Dear everyone,
I’m trying to make a “mobilenet-v2-7.onnx” can be distributed on multiple CPU cores through TVM. I see an example for sharding in the section “Sharding CONV Op” at here, but the sharding is manual in this example.
Currently, I am trying to use “R.dist.annotate_sharding()” for automatically sharding the tensor with a simple convolution layer as test case, but got some errors. Could I ask if it’s possible to use TVM to “automatically shard” whole “mobilenet-v2-7.onnx”? The error message is
InternalError: Check failed: (op_map_dist_infer_struct_info_.count(op)) is false: Cannot find the dist.FInferStructInfo attribute registered to op: relax.nn.conv2d
The example of a model with a simple convolution is
@I.ir_module
class ConvolutionModule_1:
I.module_attrs({"device_num": 2})
I.module_global_infos(
{
"mesh": [
R.device_mesh((2,), I.Range(0, 2)), # mesh[0]
]
}
)
@R.function
def main(data: R.Tensor((1, 3, 224, 224), dtype="float32")) -> R.Tensor((1, 1000), dtype="float32"):
R.func_attr({"num_input": 1})
with R.dataflow():
data = R.dist.annotate_sharding(data, device_mesh="mesh[0]", placement="S[1]")
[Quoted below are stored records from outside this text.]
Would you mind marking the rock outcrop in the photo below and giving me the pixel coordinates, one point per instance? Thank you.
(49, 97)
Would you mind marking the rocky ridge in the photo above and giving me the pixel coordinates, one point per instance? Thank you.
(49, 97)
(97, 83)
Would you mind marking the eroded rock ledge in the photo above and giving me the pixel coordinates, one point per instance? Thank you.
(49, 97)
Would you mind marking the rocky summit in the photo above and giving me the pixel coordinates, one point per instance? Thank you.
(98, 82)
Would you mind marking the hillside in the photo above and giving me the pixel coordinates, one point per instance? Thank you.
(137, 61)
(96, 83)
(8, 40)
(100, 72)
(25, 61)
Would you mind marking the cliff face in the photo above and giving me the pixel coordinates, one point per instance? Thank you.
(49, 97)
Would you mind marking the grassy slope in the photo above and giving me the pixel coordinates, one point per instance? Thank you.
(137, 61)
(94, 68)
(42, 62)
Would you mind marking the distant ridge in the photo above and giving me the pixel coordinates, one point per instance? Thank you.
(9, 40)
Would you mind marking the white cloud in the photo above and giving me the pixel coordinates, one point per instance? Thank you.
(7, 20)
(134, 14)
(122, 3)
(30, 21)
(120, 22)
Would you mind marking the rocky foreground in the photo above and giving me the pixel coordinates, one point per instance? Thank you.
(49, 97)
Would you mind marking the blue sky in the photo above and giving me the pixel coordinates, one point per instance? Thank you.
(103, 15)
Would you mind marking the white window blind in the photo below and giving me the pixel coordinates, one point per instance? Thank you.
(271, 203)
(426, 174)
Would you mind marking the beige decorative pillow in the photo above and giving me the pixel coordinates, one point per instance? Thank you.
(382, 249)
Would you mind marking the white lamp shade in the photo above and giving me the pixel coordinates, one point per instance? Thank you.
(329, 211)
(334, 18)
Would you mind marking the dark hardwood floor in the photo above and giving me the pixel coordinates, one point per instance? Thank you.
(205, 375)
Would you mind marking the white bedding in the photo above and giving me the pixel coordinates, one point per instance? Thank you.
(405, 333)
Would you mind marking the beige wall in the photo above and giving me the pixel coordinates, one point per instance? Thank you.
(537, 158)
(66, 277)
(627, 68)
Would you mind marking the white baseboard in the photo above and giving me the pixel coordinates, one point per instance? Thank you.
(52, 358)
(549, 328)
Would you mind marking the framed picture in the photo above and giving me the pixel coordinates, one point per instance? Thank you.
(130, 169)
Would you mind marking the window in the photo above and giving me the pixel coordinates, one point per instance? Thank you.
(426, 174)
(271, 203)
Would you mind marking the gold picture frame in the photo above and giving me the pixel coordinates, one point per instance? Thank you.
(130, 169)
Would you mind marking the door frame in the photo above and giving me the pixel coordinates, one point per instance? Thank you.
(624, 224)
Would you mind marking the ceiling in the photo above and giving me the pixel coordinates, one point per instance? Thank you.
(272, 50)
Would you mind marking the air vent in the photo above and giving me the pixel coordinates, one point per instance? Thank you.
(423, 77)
lv: R.Tensor((1, 32, 112, 112), dtype="float32") = R.nn.conv2d(data, metadata["relax.expr.Constant"][0], strides=[2, 2], padding=[1, 1, 1, 1], dilation=[1, 1], groups=1, data_layout="NCHW", kernel_layout="OIHW", out_layout="NCHW", out_dtype="void")
R.output(lv)
return lv
Thanks for help!